To display the vote totals for each contender, we must lastly change the Voting.js file. We'll introduce a new function, renderVoteCounts, which returns a list of candidates together with the total number of votes they've received:
// Render the vote counts for each candidate
renderVoteCounts() {
const { candidates, voteCounts } = this.state;
const items = [];
// Loop through all candidates and render their respective vote counts
for (let i = 0; i < candidates.length; i++) {
const candidate = candidates[i];
const voteCount = voteCounts[candidate];
// Push the vote count as a list item with the candidate name as the key
items.push(
<li key={candidate}>
{candidate}: {voteCount}
</li>
);
}
// Return the list of vote counts as an unordered list
return (
<ul>{items}</ul>
);
}We also need to modify our render function to call this.renderVoteCounts():
// Render the main UI
render() {
const { candidates, loading } = this.state;
// Check if data is still loading, display "Loading..." if so
if (loading) {
return <div>Loading...</div>;
}
// Render the main UI with the candidate form
return (
<div className="container">
<h1>Vote for your favorite candidate</h1>
<form onSubmit> {/* Form submission handler not specified */}
{/* Form contents go here */}
</form>
{/* Additional UI elements go here */}
</div>
);
}Finally, utilizing Solidity and the Truffle framework, we were able to effectively develop a simple voting DApp for the Celo network. In order to get started, we first set up our development environment and used Solidity to build a Smart Contract. The contract was then deployed on the Celo network once we configured our network parameters.
Additionally, we used React to create the user interface and the web3 library to communicate with our Smart Contract. Finally, we put our DApp to the test by casting a ballot for a candidate and showing the results.
This tutorial gives you a fundamental grasp of how to use Solidity and Truffle to build a DApp for the Celo network. With this framework, you may construct more intricate DApps that communicates with the Celo blockchain and make use of the capabilities of the platform to develop ground-breaking solutions to modern problems.

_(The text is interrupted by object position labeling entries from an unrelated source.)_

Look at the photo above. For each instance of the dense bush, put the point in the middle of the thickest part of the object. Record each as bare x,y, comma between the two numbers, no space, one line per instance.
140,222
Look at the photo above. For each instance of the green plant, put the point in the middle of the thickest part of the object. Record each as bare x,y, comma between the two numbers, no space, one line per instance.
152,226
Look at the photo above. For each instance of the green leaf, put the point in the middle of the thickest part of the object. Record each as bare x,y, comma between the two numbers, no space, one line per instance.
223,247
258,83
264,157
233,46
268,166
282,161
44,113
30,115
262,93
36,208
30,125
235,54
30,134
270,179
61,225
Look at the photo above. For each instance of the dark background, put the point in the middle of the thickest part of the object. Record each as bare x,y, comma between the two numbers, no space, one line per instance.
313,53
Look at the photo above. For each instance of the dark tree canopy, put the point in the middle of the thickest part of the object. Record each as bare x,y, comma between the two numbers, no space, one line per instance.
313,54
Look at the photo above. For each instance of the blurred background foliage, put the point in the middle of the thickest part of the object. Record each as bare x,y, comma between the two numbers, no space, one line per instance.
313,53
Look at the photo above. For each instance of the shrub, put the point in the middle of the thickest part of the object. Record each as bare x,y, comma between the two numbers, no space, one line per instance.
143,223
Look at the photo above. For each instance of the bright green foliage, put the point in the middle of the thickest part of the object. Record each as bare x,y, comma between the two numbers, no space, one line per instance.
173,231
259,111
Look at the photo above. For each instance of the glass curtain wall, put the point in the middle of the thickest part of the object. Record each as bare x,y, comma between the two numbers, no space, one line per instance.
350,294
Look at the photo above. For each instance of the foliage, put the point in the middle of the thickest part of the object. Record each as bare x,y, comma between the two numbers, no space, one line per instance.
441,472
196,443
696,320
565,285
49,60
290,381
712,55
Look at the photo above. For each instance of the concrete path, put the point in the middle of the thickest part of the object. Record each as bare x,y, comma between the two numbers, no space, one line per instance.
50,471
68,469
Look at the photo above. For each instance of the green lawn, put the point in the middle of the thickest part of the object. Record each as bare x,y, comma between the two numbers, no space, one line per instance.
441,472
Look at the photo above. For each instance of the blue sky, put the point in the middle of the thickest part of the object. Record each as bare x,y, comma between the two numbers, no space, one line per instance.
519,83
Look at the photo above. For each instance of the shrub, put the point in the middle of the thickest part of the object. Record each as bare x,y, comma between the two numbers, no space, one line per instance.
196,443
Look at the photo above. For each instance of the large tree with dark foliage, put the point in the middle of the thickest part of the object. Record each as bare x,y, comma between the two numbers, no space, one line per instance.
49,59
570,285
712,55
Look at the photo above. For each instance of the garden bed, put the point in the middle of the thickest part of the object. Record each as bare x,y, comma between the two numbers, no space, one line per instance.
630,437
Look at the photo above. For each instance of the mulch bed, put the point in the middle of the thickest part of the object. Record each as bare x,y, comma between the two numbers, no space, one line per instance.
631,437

Regardless of their background or location, developers may contribute to the development of a more open and accessible financial systems by building DApps on the Celo network. Decentralized applications that may assist solve real-world problems are becoming more and more necessary as blockchain technology is being adopted more widely. The Celo network offers developers a strong platform on which to build these applications and advance global financial inclusion.